In 1999 Ortleb resigned from his party chairmanship in Saxony following poor performance in a regional election for which his name had been at the top of the FDP candidate list. Two years later, following differences within the party over support for Ingolf Roßberg as the party's (successful) candidate as mayor of Dresden, Ortleb resigned from the party in 2001.
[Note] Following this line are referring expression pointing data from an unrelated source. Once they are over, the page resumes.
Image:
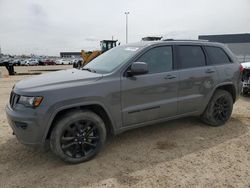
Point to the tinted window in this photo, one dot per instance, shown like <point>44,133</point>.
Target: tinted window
<point>158,59</point>
<point>110,60</point>
<point>217,55</point>
<point>191,56</point>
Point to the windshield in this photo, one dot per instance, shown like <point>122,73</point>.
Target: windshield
<point>110,60</point>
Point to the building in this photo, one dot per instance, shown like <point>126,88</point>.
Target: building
<point>239,44</point>
<point>70,54</point>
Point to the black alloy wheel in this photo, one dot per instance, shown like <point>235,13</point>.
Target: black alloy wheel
<point>80,138</point>
<point>221,109</point>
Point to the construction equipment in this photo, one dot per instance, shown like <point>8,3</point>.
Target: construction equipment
<point>88,56</point>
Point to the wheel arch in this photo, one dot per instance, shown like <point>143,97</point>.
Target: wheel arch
<point>229,87</point>
<point>95,107</point>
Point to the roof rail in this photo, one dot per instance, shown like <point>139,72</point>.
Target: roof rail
<point>201,40</point>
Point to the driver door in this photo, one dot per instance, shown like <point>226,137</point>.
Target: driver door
<point>153,95</point>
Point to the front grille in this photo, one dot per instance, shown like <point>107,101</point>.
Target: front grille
<point>13,99</point>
In the 2009 election Ortleb gave his support to "Die Linke", the successor to East Germany's old ruling SED (party). In November 2009 he gave a wide-ranging press interview celebrating the twentieth anniversary of the fall of the Berlin Wall, in which he called for a reorientation of his former party, the FDP.

===National Parliament===
The East German election in March 1990 saw the liberal alliance led by Ortleb gaining more than 5% of the national vote. Ortleb, representing the Dresden constituency, was one of 21 Liberal Democrats who now entered the National Assembly (Volkskammer) where he led the Liberal group. He was one of the 144 deputies in the chamber who on 3 October 1990, as part of the German reunification process, became members of the Bundestag (National Assembly) of the reunited Germany. In the following two national elections, in December 1990 and in October 1994, he was elected to the Bundestag as a deputy for Mecklenburg-Vorpommern. Ortleb remained a member of the Bundestag until 1998.

===Ministerial office===
On 3 October 1990 Rainer Ortleb was one of the formerly East German political leaders to join the cabinet of the newly reunified Germany, under Federal Chancellor Kohl. Initially he served as a Minister without portfolio, but following the national election two months later, on 19 January 1991, Ortleb was appointed Minister for Science and Training in succession to Jürgen Möllemann. On 3 February 1994 he resigned from his ministerial position on health grounds.